Mi hermano Ricardo era intrépido. Se arrojaba de las puntas de los

barcos al mar cual se arrojaba uno al río de la rama del árbol al río.

Con una gran diferencia. Mas para él eso no importaba. Era lo mismo

volar y sumergirse en uno u otro con igual facilidad. El aire cálido, el

mar tibio cual océano amniótico. Zambulléndose con toda facilidad

y resurgiendo a la superficie con la misma mentalidad.

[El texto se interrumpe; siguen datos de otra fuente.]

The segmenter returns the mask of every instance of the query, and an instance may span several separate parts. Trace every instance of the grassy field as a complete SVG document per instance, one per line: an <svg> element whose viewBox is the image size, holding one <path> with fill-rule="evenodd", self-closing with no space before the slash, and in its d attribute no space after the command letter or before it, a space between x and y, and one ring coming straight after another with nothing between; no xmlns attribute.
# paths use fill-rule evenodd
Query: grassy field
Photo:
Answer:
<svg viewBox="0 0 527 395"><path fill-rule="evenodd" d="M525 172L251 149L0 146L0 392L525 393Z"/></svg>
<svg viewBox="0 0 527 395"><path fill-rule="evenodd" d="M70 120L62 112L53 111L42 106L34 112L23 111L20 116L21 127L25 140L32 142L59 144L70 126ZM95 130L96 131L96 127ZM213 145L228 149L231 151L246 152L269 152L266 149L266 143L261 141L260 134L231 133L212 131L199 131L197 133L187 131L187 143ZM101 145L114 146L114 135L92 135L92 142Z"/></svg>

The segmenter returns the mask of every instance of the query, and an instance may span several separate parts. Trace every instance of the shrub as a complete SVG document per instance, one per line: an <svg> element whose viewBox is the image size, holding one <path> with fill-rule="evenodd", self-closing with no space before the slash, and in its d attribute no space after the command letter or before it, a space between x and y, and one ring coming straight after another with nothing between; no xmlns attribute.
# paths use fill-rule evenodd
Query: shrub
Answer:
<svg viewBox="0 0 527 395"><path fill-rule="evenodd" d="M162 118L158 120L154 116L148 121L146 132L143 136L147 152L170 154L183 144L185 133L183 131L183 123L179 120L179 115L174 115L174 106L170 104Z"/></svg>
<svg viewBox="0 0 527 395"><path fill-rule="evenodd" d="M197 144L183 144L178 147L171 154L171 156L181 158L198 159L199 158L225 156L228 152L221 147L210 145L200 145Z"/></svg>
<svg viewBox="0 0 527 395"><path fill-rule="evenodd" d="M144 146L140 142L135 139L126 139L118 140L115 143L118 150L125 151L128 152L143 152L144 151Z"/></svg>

La ligereza de los miembros del cuerpo en plenitud. De un adolescente

desafiante. El mar quedaba a…tres cuadras de la casa. A la mano.

Éramos príncipes con el mar a nuestra disposición. Y los peces

se ponían en nuestras manos con la misma felicidad del anzuelo.

O con un pago de $5.00 valiosos Pesos de entonces. Peces que a las dos

horas nos preparaba Guadalupe. La cena más rica nunca imaginada.

Acompañados dichos peces con frijoles con manteca, café y tortillas

calentadas al comal. Todo ese majestuoso platillo siendo disfrutado

mientras el viento se paseaba libremente por la casita

acompañándonos. Y el crepitar de la leña era el palpitar de la tierra.

Y el café la esencia del cafetal. Y el amor el lazo de diamante más puro.

Y así eran nuestros días y noches en Mazatlán.